Analysts at Citi recently highlighted a growing gap between the core Consumer Price Index (CPI) and the Fed’s preferred inflation measure, the core Personal Consumption Expenditures (PCE) index. In April, core CPI rose 2.8% year-over-year, while core PCE increased 3.2%, remaining above the Federal Reserve’s 2% inflation target.
Citi analysts explained that much of this divergence was caused by soaring memory chip prices, which are reflected in a lesser-known CPI category called “Computer Software and Accessories.” After declining for decades, the index has now surged nearly 14% compared to a year ago, largely due to booming demand tied to artificial intelligence technologies.

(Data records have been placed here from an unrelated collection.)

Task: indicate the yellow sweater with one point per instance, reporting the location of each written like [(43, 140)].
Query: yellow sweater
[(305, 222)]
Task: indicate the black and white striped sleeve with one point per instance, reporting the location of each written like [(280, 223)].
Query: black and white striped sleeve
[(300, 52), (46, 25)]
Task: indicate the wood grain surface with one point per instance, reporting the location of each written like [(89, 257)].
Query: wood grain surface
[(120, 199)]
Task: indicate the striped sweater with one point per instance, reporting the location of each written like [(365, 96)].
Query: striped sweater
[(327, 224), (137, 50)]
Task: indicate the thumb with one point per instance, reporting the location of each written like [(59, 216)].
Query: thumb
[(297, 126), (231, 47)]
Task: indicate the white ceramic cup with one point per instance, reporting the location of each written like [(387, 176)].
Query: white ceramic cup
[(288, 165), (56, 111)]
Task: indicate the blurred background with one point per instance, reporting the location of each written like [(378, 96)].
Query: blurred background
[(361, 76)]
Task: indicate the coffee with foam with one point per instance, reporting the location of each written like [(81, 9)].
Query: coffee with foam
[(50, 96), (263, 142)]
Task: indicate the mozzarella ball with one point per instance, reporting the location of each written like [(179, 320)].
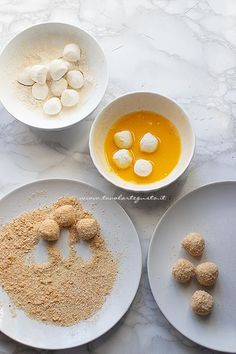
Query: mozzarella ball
[(49, 230), (148, 143), (71, 52), (24, 77), (183, 270), (122, 158), (202, 303), (194, 244), (40, 92), (57, 69), (142, 168), (75, 79), (69, 98), (65, 215), (87, 228), (57, 87), (52, 106), (69, 64), (207, 273), (123, 139), (39, 74)]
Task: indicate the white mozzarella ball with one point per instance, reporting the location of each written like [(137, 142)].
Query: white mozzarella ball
[(24, 77), (57, 87), (75, 79), (122, 158), (70, 65), (52, 106), (57, 69), (69, 98), (148, 143), (123, 139), (39, 73), (142, 168), (71, 52), (40, 92)]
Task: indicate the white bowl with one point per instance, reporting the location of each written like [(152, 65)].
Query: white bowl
[(50, 38), (132, 102)]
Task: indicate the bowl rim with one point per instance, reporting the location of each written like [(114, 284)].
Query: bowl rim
[(106, 77), (145, 187)]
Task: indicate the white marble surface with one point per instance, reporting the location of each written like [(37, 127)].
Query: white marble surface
[(183, 48)]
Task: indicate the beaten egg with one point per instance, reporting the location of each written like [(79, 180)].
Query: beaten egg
[(163, 159)]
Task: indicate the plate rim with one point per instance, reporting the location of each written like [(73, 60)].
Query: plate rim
[(139, 266), (219, 182)]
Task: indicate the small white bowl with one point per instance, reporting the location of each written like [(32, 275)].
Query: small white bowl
[(39, 39), (137, 101)]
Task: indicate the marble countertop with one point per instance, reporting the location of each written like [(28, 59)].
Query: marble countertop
[(185, 49)]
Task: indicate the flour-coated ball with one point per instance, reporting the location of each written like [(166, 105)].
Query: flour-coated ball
[(40, 92), (49, 230), (65, 216)]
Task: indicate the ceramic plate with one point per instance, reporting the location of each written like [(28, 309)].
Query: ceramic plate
[(121, 237), (210, 210)]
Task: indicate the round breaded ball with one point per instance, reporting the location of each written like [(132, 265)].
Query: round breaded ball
[(183, 270), (194, 244), (65, 215), (49, 230), (202, 303), (87, 228), (207, 273)]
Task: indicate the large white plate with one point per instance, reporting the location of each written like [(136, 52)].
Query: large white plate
[(210, 210), (121, 238)]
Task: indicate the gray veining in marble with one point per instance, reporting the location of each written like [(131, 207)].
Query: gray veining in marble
[(182, 48)]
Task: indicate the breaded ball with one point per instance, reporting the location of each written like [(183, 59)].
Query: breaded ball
[(183, 270), (194, 244), (49, 230), (207, 273), (202, 303), (65, 215), (87, 228)]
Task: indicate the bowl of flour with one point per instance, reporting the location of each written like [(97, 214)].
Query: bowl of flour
[(38, 47)]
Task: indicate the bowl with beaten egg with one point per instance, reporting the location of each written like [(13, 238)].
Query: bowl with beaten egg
[(142, 141)]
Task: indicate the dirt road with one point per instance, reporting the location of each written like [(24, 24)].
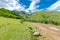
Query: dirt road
[(50, 30)]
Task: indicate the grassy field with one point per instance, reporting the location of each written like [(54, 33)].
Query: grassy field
[(50, 17), (12, 29)]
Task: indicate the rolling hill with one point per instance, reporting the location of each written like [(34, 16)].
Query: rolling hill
[(48, 17)]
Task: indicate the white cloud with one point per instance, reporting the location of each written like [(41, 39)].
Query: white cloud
[(11, 4), (55, 6), (33, 6)]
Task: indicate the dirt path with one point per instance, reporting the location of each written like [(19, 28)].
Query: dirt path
[(50, 30)]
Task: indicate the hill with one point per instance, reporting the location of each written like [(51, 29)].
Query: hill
[(48, 17), (9, 14), (12, 29)]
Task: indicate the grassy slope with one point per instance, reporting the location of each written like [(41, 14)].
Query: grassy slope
[(12, 29), (46, 17)]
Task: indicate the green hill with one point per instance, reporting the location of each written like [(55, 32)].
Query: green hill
[(48, 17), (12, 29), (9, 14)]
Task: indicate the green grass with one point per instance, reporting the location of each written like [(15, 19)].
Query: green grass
[(50, 17), (12, 29)]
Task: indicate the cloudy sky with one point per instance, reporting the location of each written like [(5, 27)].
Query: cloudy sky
[(30, 5)]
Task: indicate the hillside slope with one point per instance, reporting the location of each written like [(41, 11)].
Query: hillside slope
[(12, 29), (50, 17)]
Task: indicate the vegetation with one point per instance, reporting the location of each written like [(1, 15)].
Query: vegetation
[(12, 29), (10, 14), (48, 17)]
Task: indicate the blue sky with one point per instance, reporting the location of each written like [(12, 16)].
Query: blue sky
[(30, 5)]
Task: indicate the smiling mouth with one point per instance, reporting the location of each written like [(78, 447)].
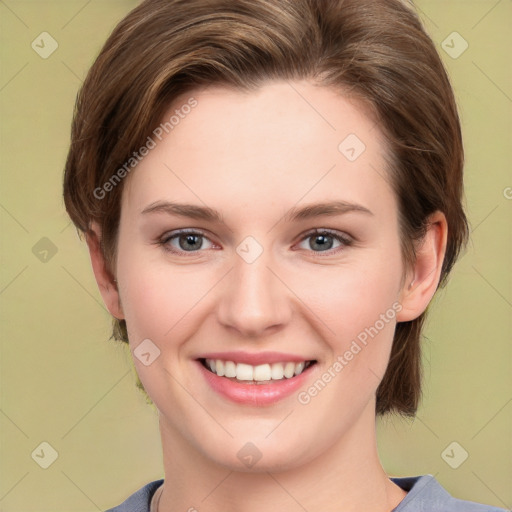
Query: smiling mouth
[(259, 374)]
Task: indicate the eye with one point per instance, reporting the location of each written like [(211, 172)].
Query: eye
[(183, 241), (321, 240), (190, 241)]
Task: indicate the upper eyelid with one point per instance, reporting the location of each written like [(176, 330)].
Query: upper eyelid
[(166, 237)]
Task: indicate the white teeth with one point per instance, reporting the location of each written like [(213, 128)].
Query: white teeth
[(259, 373), (262, 372), (289, 370), (244, 371), (277, 371), (229, 369)]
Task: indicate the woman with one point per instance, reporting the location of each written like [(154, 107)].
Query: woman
[(271, 193)]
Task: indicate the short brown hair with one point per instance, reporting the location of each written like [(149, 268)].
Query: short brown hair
[(376, 50)]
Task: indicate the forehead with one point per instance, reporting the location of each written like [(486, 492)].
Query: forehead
[(280, 144)]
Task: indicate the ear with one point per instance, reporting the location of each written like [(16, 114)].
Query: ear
[(423, 278), (106, 282)]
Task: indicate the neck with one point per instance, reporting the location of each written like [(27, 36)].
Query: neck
[(347, 476)]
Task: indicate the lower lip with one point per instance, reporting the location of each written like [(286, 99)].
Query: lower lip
[(254, 394)]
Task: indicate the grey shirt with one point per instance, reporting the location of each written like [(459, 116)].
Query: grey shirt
[(424, 494)]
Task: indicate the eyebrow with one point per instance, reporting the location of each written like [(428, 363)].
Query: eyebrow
[(205, 213)]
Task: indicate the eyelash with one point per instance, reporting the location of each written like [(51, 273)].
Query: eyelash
[(345, 240)]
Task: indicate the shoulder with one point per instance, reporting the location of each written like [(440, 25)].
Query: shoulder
[(140, 501), (425, 494)]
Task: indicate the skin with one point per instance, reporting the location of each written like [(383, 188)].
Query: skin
[(253, 156)]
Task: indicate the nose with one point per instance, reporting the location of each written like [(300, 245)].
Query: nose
[(254, 300)]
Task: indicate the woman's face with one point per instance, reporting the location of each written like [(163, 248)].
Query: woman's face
[(257, 287)]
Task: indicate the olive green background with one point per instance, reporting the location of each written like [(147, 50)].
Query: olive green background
[(63, 382)]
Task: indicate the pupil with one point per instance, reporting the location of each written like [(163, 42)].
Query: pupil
[(324, 244), (190, 239)]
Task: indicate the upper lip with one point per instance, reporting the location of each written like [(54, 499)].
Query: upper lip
[(255, 358)]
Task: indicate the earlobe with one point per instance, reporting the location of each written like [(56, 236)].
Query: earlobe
[(106, 282), (419, 289)]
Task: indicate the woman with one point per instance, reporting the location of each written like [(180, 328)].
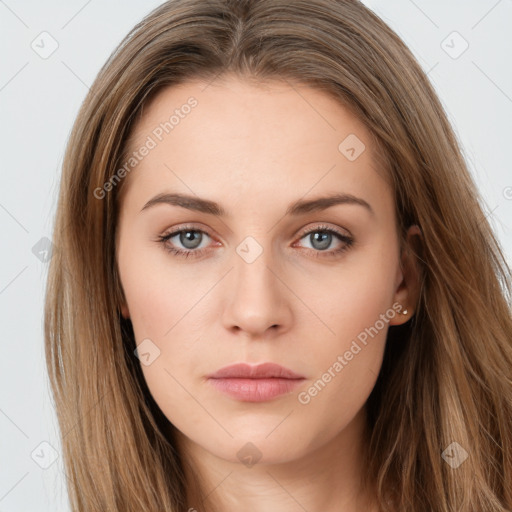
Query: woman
[(276, 288)]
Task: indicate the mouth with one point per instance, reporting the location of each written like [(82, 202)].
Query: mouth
[(259, 383)]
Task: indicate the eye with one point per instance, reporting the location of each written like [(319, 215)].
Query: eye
[(191, 239), (322, 237)]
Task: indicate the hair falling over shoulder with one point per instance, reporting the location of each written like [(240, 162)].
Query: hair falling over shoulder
[(447, 373)]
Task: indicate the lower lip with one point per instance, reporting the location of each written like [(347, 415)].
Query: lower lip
[(255, 390)]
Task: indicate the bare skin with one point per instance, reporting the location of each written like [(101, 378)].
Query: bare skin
[(255, 150)]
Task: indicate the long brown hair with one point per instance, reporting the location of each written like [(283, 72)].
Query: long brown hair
[(447, 373)]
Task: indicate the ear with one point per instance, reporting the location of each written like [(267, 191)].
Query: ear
[(124, 311), (408, 277)]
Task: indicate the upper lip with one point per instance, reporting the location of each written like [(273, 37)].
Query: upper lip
[(260, 371)]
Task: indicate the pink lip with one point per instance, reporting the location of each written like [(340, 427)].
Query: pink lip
[(255, 383)]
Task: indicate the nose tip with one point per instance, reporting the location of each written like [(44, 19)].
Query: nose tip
[(257, 301)]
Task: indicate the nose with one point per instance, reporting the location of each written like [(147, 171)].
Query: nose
[(258, 297)]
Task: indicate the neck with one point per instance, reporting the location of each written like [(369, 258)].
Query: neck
[(328, 478)]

The rapid expansion of AI infrastructure and data centers has intensified pressure on the semiconductor industry, especially memory chip supply chains. Despite ongoing supply shortages, the AI sector has fueled a major rally in technology stocks throughout 2026. The Philadelphia Semiconductor Index recently recorded its longest winning streak ever, underscoring investor optimism surrounding AI-related companies.
Citi also noted that rising equity markets tied to AI growth are indirectly pushing up inflation metrics through higher portfolio management fees included in core PCE calculations.
Analysts believe the Fed may view these AI-driven price spikes as temporary distortions rather than signs of widespread consumer inflation, potentially giving policymakers more flexibility on future interest rate decisions.